By Brodie Lawson
Twitter is a glorious thing and as a sports fan it has becoming practically mandatory to have my feed up and running while I watch the game.
Fans are constantly refreshing their Twitter feed to gauge the reaction of other fans, checking out what the journalists have to say, how the beat reporter thinks their team is playing.
What has become increasingly fun to watch is the fandom that has now been taken to a whole other level using Twitter.
With a BIG day in CFL football going down today, you’ll likely be checking out Twitter, and I strongly encourage you to look out for these 6 types of football fan tweets.
For context, these are all made-up example tweets.
1. The fanboy/fangirl-tweeter: This tweeter that LOVES one player and will constantly mention him in his/her tweets regardless of what he’s done.
EG: “@R_Bagg6 warming up (insert screen shot of TV) no doubt he’s going to have a big night #goodluck #noneedforluck #pureskillz”

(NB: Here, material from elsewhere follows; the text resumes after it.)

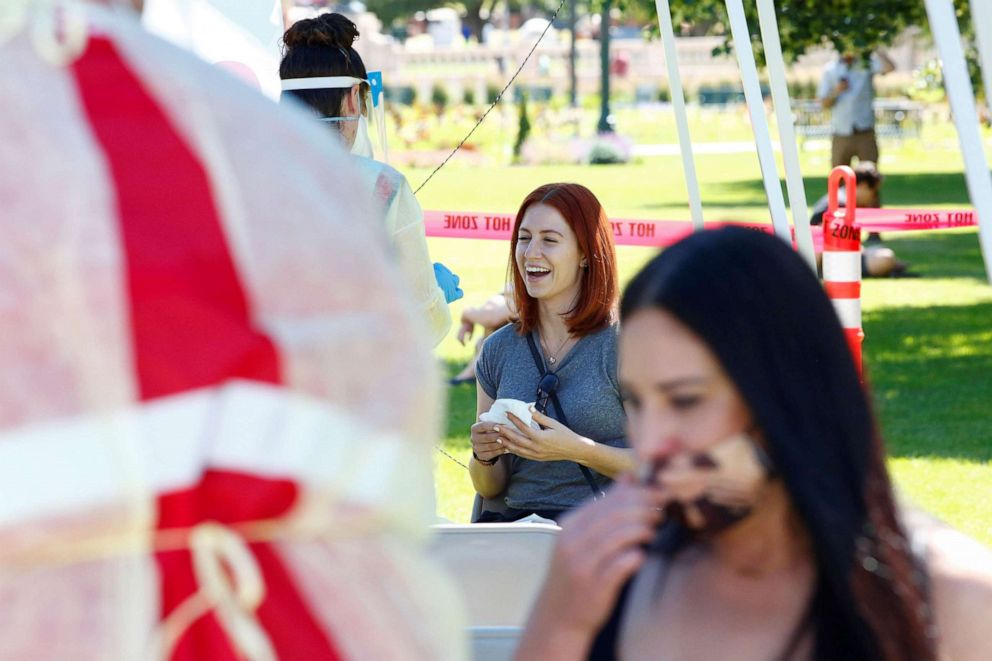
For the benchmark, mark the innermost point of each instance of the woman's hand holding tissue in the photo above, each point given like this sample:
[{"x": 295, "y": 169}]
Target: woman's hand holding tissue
[{"x": 555, "y": 442}]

“Halftime. Nothing yet from @R_Bagg6 but he is the biggest #beauty Third Quarter #beastmode #cantstop”
“TD for @R_Bagg6 #theman #themyth #thelegend”

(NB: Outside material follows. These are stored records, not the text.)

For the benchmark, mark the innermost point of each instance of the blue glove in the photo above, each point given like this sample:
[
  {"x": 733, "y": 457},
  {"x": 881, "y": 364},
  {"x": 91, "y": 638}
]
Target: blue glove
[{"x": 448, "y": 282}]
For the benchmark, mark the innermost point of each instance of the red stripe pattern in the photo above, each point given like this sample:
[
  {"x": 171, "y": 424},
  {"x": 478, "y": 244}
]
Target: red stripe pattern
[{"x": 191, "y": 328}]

“@R_Bagg6 great game man. Best WR we’ve got #congrats #bigwin #teamwin #BAGGWIN”
2. The you-messed-up-and-you-need-to-know tweeter: Conversely there’s the person constantly trash talking and spewing ridiculously mean stuff. They make it that much worse by tweeting @ the player.

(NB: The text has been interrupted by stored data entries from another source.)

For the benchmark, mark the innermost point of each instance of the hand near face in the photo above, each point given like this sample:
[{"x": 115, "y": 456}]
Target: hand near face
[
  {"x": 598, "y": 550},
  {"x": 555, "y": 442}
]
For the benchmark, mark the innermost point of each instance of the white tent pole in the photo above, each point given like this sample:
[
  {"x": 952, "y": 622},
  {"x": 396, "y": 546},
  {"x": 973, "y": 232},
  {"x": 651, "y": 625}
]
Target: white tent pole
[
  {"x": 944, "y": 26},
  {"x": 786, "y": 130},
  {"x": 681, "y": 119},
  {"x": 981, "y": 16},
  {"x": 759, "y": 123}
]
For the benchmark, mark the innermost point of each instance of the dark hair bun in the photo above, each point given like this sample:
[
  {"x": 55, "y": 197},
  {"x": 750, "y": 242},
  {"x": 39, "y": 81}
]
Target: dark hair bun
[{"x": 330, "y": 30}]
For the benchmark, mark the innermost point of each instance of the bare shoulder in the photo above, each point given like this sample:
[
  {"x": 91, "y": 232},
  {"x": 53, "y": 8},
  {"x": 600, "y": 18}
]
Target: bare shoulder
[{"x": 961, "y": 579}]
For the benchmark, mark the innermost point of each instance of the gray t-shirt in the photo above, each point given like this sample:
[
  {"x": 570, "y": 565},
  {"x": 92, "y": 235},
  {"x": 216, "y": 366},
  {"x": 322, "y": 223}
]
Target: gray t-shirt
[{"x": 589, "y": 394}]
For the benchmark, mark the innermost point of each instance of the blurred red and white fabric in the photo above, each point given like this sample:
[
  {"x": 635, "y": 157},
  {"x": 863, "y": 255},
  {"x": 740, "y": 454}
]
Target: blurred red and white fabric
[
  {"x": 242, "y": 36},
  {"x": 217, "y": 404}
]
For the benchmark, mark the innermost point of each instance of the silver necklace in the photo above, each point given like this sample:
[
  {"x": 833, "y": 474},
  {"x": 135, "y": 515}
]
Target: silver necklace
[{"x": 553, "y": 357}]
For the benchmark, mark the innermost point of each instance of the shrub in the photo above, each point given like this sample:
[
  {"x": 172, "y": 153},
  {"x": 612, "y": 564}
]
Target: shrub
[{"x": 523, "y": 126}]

EG: “@DC_CHILLN_8 you are BRUTAL.” ….I can’t recreate the stuff this kind of tweeter writes. Can be downright ruthless.
3. The anti-fair-weather tweeter: This is the tweeter that is quick to jump on his/her team when they’re doing poorly but is silent when they are doing well.
EG: “Terrible call. Should have fired coach in week 3 #painful #why”
“Why can’t ANY of our WR catch the ball #itsyourjob”
“This defence is falling apart. Embarrassing to watch. Embarrassed to be fan of this losing team #igiveup ”
Team WINS game by 15 points — ZERO tweets
4. The Shaggy tweeter: Wasn’t me…this is the person who flat out deletes tweets. Maybe the commentator made a point that contradicts what they’ve just squeezed into 140 characters. More often than not it’s this sort of scenario:
EG: “Why does Sean Whyte suck so bad? Absolutely terrible tonight #theworst #bringtheotherSeanWhytein”
Whyte makes 42 yard field goal—- tweet deleted
5. RT Wonder: This is the tweeter that gets a ridiculous amount of RTs even though you made the same joke. Maybe they have more followers or maybe they changed one or two words…regardless YOU came up with it first and THEY are reaping the rewards.
EG: “Lions showing some heart this afternoon” average fan 1RT
“BC really playing with some heart out there” beat writer 26RT
6. The play-by-play: This is the tweeter that is giving you every.single.play. You don’t need to be there, you don’t need to watch, you don’t need your app –because you’ve got play-by-play buddy over here keeping you up to the second updated
EG: “ Completed pass to Devon Bailey (10 yards)
“Incomplete pass to Fred Stamps…pass Knocked down”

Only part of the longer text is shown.